I’m not sold on the idea that employers are playing 3D chess on all of this (Mark Cuban, too, is skeptical). But Adam’s conclusions fit the data. I suppose we’ll get some answers in the next couple of years. If employers and plans don’t defect in meaningful numbers, Adam will have called it. 

ELSEWHERE

  • Happy Open Enrollment Day. There’s plenty of good, news-you-can-use-style coverage out there, and I wish everyone the best of luck in navigating the rapidly evolving choices this year. 

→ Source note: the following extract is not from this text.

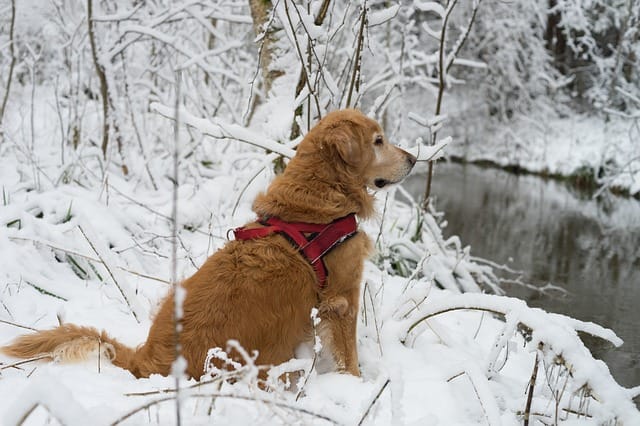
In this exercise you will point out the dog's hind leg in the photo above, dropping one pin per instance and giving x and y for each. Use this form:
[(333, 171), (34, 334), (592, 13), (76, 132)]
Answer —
[(339, 316)]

  • I love this: CMS claims to be doing evidence reviews as part of its IRA price control process, but they’re super-vague on how that review works. So three of my favorite health economists published a great piece in Health Affairs explaining how CMS should be operating around evidence reviews. It also makes the point that doing this right would probably take more time than CMS is allotted, which is more evidence that the law ended up being half-baked.  

  • BIO and PhRMA are both asking HRSA to rethink its opposition to the “rebate model” in 340B. I assume HRSA is going to keep its head in the sand, but the letters from the two groups make it plain that this matter is going to have to be settled definitively, one way or another. That is code for “cue the lawyers.”

  • Lord, this is dumb. Some researchers have determined that, because of vial size issues, just under 6% of each Leqembi dose is wasted. That’s all well and good, but then the researchers went on to figure out what that would “cost” Medicare, assuming everyone who could get the drug did get the drug: $300+ million. That’s one hell of a leap for a medicine with $40 million in total sales in the second quarter. What’s worse, the media were all over the story, without providing any context. Sigh. 

  • I’m not following the dynamics in Europe closely enough to know whether this Politico story holds water. It’s based on a report that says that drug spending is up big in European nations, largely because of price. I’d be grateful for anyone who can send along a compelling theory for what’s going on. 

  • Perhaps the biggest misunderstanding around the “negotiations” provision of the IRA is that it was intended to make life better for patients. It wasn’t. It was designed to save the government money, which could be invested in any number of things, including electric vehicle incentives and the $2,000 out-of-pocket cap. It wasn’t really designed to meaningfully lower consumer costs on its own. That’s a point that is made eloquently in this IQVIA analysis that looks, drug-by-drug, at the likely patient impact of the first 10 price controls. 

  • Another datapoint in the most important story in American health care (the death of retail pharmacy): Walgreens is going to shutter 1,200 stores

  • This is an interesting one, philosophically: makers of inhaled medicines are moving to more environmentally sound methods of delivery, which means extended patent life on those products. This mammoth Politico story spins that as a bad thing, but it never asks an interesting question: in theory, anyone could have invested a billion dollars and come up with the improved devices. Why throw shade at the companies that actually made that investment?